Title: Complaints Coordinator (2 Positions)
Location: Rancho Cordova CA
Duration: 3 Months Contract
Tax Term: W2
"U.S. Citizens and those authorized to work in the U.S. are encouraged to apply. We are unable to sponsor at this time."
Job Description:
This is a post market product surveillance complaints coordinator position for medical device products (not customer service rep II)
Responsibilities:
• Review and approve complaints to ensure that records meet company's and regulatory requirements
• Responsible for day-to-day complaint management of quality, technical and adverse event complaint records, including intake, follow up, triage and entry, in accordance with local and international regulations, guidelines, and applicable directives.
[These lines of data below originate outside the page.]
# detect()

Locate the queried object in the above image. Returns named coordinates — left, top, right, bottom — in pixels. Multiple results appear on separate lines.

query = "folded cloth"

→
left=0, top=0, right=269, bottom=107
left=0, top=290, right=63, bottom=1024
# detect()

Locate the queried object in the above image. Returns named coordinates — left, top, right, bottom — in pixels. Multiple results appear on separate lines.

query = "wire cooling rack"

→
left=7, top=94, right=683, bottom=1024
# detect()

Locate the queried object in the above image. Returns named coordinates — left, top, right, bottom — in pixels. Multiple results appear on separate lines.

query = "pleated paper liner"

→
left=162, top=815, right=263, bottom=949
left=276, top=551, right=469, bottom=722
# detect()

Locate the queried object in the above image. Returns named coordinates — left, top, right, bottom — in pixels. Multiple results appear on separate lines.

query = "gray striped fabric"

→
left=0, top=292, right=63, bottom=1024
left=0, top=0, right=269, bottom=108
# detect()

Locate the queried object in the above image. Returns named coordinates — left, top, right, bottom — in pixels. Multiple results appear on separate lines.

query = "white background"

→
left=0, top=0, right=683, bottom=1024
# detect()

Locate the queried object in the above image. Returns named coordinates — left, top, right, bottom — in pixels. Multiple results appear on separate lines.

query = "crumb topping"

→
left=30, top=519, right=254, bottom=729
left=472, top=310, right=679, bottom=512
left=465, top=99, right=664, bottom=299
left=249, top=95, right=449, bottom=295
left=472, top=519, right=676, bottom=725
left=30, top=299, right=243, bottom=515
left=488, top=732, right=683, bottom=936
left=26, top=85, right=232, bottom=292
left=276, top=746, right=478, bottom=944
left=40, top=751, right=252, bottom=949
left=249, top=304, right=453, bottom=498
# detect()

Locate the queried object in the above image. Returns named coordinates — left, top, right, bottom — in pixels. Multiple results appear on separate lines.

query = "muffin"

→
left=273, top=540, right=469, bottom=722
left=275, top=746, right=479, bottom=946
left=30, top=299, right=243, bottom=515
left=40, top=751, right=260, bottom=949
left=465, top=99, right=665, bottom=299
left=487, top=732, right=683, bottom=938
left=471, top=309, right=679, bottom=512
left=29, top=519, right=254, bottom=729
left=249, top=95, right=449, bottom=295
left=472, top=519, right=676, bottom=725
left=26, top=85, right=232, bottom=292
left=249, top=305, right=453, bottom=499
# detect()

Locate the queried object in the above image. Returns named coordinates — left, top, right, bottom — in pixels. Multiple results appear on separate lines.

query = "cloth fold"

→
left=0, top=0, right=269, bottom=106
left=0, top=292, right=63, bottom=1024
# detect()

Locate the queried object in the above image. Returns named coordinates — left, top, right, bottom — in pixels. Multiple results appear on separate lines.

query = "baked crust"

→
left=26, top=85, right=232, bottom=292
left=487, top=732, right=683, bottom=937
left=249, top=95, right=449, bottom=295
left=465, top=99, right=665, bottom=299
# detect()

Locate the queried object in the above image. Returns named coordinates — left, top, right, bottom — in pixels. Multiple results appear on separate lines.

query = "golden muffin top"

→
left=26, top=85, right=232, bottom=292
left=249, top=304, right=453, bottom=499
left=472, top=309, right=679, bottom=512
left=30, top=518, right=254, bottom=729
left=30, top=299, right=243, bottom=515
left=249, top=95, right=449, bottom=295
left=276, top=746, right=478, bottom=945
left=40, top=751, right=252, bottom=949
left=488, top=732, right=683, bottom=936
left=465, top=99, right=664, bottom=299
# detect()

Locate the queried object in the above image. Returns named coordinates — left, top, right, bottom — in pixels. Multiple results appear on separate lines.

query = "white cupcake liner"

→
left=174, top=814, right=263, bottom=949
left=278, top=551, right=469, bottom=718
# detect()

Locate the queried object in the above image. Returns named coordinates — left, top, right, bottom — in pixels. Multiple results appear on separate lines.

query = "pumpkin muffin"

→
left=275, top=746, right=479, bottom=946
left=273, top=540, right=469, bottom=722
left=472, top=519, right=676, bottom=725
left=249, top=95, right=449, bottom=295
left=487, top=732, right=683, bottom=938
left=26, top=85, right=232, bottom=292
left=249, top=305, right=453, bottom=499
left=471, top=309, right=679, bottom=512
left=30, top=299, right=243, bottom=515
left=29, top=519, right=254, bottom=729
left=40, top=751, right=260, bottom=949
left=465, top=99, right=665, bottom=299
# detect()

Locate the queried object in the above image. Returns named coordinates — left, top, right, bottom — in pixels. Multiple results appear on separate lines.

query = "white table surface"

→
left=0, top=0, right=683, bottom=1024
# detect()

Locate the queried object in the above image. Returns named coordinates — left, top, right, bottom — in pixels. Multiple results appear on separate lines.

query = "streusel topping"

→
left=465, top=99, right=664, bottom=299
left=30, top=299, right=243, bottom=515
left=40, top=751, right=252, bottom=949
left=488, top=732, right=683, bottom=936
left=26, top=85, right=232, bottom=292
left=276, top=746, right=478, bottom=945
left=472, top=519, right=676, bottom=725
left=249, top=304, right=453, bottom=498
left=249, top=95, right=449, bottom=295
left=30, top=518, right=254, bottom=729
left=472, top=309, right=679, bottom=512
• Receive initial complaint from any source (external and internal) and ensure all information/data is accurately captured at point of contact
• Maintain an understanding of information/data required to be collected for technical and adverse events/ reportable complaints to ensure compliance with regulations and directives.
• Review complaint data, assess for report ability and escalate to the safety teams for report ability assessment.
• Performs intake / follow up / data entry activities and attaches corresponding source documents in a timely manner per requirements and directives.
• Triage call from all sources for quality technical complaint, Adverse Event, request for refund, request for replacement product and request for credit.
• Reviews data entry and follow-up activities for completeness and timeliness
• Closes files according to established guidelines to meet required timelines
• Maintains a working knowledge of company policies and procedures, departmental processes, and associated procedures and work instructions , IGT devices for IFUs, Manuals, Promotional Material; coronary and therapeutic procedures
• Informs management of potential safety issues, emerging trends and/or concerns
Minimum requirements:
• Effective communication skills needed to provide clear and concise information.
• Ability to read, write and speak English fluently
• Solid knowledge of word processing, spreadsheet, database and presentation applications
• Demonstrated organizational skills a must.
• At least one of the following
o Prior Complaint Handling Experience in Pharma and/or Medical devices
o Catheter Lab Experience
o Bachelor's/Associates degree or Certificate preferably in an engineering discipline or of a clinical nature
o Experience in Medical Device Industry
o Experience with FDA/QSR requirement & quality systems in Pharma and/or Medical devices (i.e. 21 CFR Part 820, Quality System Regulations , 21 CFR Part 803, Medical Device Reporting, The Privacy Rule, HIPAA , ISO 13485)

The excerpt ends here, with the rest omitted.